You’ll be happy to hear that it runs well. Using the game is intuitive and smooth, and there are no noticeable lag or connection issues when playing against people online. It is, for all intents and purposes, exactly what you would hope for in a mobile port of MTG Arena’s PC app.
It can feel a little bit clunky when you’re putting together a new deck due to the small screen size and general largeness of your average finger, and interacting with specific cards as the board state gets more chaotic can be challenging as you may select the wrong thing, but it’s something you’ll adjust to the more you play it. In that aspect, at least, this is a faithful version of the game you know and love.
I’m not going to talk about the app in terms of its gameplay, because it’s still MTG Arena, for all the pros and cons that that brings. However, it being on mobile does highlight some of the issues with the game in general, among the most severe of which is the wordiness of current designs.
With the release of Strixhaven: School of Mages, we now have one of the wordiest Magic: The Gathering sets in recent memory. (Well, it was the wordiest up until this week's Full-Text Lands Secret Lair.) If you were to head to a spoiler section for the set and cast your eyes over the cards in general, you’ll be greeted with a paragraph of text for nearly every card.
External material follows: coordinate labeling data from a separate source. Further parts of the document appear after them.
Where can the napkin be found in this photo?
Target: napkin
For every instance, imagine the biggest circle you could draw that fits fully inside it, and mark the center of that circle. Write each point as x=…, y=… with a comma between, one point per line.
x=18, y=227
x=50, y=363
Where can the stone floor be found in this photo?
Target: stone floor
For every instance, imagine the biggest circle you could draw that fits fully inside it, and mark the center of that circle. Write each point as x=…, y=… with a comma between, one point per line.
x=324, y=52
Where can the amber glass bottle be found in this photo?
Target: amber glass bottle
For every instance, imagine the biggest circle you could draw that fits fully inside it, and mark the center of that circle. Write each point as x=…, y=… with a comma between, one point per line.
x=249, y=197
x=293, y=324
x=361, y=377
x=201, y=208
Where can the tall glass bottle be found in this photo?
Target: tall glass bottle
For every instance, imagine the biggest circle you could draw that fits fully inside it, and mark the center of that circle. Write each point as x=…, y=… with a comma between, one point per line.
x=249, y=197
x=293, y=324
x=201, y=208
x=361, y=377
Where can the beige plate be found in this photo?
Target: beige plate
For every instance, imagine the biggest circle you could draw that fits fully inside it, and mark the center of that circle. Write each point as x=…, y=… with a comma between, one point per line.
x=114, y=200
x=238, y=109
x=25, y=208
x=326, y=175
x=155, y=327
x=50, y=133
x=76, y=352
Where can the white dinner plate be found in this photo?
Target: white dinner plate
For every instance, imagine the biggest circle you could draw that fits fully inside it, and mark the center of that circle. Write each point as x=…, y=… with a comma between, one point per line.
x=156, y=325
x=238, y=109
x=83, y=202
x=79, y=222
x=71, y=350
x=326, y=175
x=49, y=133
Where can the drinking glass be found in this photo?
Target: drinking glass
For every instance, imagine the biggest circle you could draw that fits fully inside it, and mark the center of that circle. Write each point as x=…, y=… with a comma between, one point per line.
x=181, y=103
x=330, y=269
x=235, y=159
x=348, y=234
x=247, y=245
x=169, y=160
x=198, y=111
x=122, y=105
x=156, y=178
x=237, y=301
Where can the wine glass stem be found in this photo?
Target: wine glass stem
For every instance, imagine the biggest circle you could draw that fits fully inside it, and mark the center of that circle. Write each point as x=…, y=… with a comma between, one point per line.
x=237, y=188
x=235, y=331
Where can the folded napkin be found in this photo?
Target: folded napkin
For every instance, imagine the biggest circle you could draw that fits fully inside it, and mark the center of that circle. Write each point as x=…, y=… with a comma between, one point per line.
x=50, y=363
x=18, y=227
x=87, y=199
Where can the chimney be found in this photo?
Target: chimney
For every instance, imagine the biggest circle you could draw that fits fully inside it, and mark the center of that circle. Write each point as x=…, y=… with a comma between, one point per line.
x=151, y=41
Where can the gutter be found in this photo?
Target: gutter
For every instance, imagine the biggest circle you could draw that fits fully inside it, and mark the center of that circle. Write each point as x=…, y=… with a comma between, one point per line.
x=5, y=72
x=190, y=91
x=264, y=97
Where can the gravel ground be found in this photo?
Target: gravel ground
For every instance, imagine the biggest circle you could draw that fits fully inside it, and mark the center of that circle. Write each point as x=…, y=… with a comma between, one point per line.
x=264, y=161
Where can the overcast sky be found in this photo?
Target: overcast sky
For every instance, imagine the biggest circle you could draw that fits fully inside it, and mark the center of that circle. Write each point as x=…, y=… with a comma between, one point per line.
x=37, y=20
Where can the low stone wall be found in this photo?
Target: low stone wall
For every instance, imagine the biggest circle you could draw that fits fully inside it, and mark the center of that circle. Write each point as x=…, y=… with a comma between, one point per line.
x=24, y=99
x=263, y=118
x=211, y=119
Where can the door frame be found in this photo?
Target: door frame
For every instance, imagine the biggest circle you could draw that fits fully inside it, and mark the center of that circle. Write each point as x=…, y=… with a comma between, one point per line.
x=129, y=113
You still have the odd card that simply exiles a tapped creature, but the vast majority - or at least that’s how it feels - require some kind of qualification in critical thinking to parse.
With the release of Strixhaven: School of Mages, we now have one of the wordiest Magic: The Gathering sets in recent memory.
Take Mavinda, Students’ Advocate, for example. It’s a three-mana White 2/3 with flying that has an ability that reads: “0: You may cast target instant or sorcery card from your graveyard this turn. If that spell doesn’t target a creature you control, it costs 8 more to cast this way. If that spell would be put into your graveyard, exile it instead. Activate only once each turn. (You still pay the spell’s costs. Timing rules for the spell still apply.)”
I’ve been playing MTG for a fair few years now, and I write about it daily, but I can barely keep my attention focused long enough to get to the end of that description. The trouble is, the way that MTG works means that you need to have all of that writing on the card for it to not end up breaking one format or another. Even a slight change to the text results in a wildly different effect.
Reading all of that text on a PC or on an actual card is fine, but when you transplant it onto your average phone screen, it feels like a bit much. It’s also wildly inaccessible for players who have eyesight issues; to be honest, that’s an issue no matter where you play, but phones simply have smaller screens which makes it worse.
Without a few more options, MTG Arena on mobile is going to lock some people out of it.
I like playing MTG Arena on mobile a lot because it’s convenient; I can dip into a match more or less whenever I like and hit my daily quests without having to login on my PC, which is usually already doing 100 things at once already. However, the lack of accessibility and the increasing word count on the cards themselves is a big problem for the game at large.
Without a few more options, MTG Arena on mobile is going to lock some people out of it - including the very people who were desperate for the mobile version because they can’t play it on PC.